Zoekimen was a system where the Kokuga and Kyunushi (temple/shrine, aristocrat) divided Kanmotsu and Zoeki and is also called Hanfuyu. Kendenken (right to survey land) belonged to Kokuga and Kokukendenshi (inspector) would often enter the fields to collect Kanmotsu and the rights of the Kyunushi to the Kokuga were often unstable. In addition, Menden originally did not specify a certain field but was a designation of a certain surface area within a certain region (gun, go, sho) and was an Ukimen (floating concession) without a base. As a result, Menden did not exist together in one region but were scattered throughout the region.

The Kyunushi side collected the scattered Menden in one place and fixed the Ukimen to become Jyomenden (stationary concession) and aimed for a unified control of the land and person who had the cultivation rights.

The Jyomenden of Zoeki Menden strengthened the rights of the Kyunushi and led to the Funyuken (right to refusal of entry of Kokushi), or exemption of tax, changing into the overall control of the Kyunushu of Shoen. After the twelfth century, with the clarification of official manor boundaries due to Shoen improvement, Han-fuyu (a system where Kokuga and Kyunushi shared Kanmotsu and Zoeki) gradually decreased. The collection of Zoeki Menden led to Zoekimengata Shoen and was a transient state of Shoen before complete exemption from tax.

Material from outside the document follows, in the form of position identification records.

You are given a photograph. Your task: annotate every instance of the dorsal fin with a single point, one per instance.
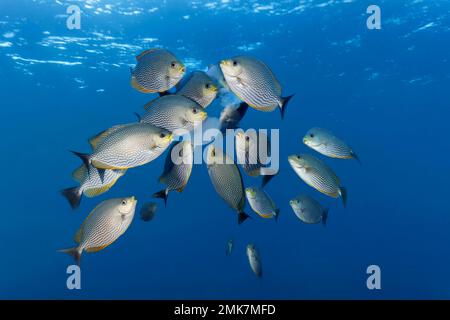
(95, 140)
(143, 53)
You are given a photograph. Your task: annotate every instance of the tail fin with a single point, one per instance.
(163, 194)
(283, 105)
(242, 216)
(85, 158)
(325, 217)
(75, 253)
(343, 193)
(355, 156)
(266, 180)
(277, 214)
(242, 109)
(73, 195)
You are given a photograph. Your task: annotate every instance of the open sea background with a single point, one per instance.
(384, 91)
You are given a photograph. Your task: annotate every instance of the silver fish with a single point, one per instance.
(318, 175)
(104, 225)
(229, 248)
(177, 169)
(200, 88)
(227, 180)
(127, 147)
(261, 203)
(157, 70)
(91, 185)
(148, 211)
(231, 116)
(174, 112)
(254, 260)
(253, 152)
(309, 210)
(215, 72)
(253, 82)
(324, 142)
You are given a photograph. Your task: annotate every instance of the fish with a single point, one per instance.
(309, 210)
(254, 83)
(253, 152)
(318, 175)
(157, 70)
(254, 260)
(177, 169)
(231, 116)
(174, 112)
(227, 180)
(148, 211)
(324, 142)
(127, 146)
(200, 88)
(229, 248)
(261, 203)
(91, 185)
(215, 72)
(104, 225)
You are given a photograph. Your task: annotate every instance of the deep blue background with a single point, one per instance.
(384, 91)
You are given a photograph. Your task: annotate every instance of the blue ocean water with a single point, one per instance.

However, it was not that Zoeki Menden and Hanyuchi disappeared completely, but the part of Yosegori of the Shimazu Sho, which was the largest Sekkan-ke (the families which produced regents) Shoen covering Satsuma, Okuma and Hyuga Provinces was still under the governance of the Kokuga and Shoen landlord even in the Kamakura Period. Yosegori was a special case of Zoekimen where Kanmotsu was shared by Kokuga and the landholding families and Zoeki was collected by landholding families. Kendenken was held by landholding families and a Benzaishi appointed by the family collected the Kanmotsu and Zoeki. In this case, Kokuga and Shoen were not necessarily against each other but coexisted.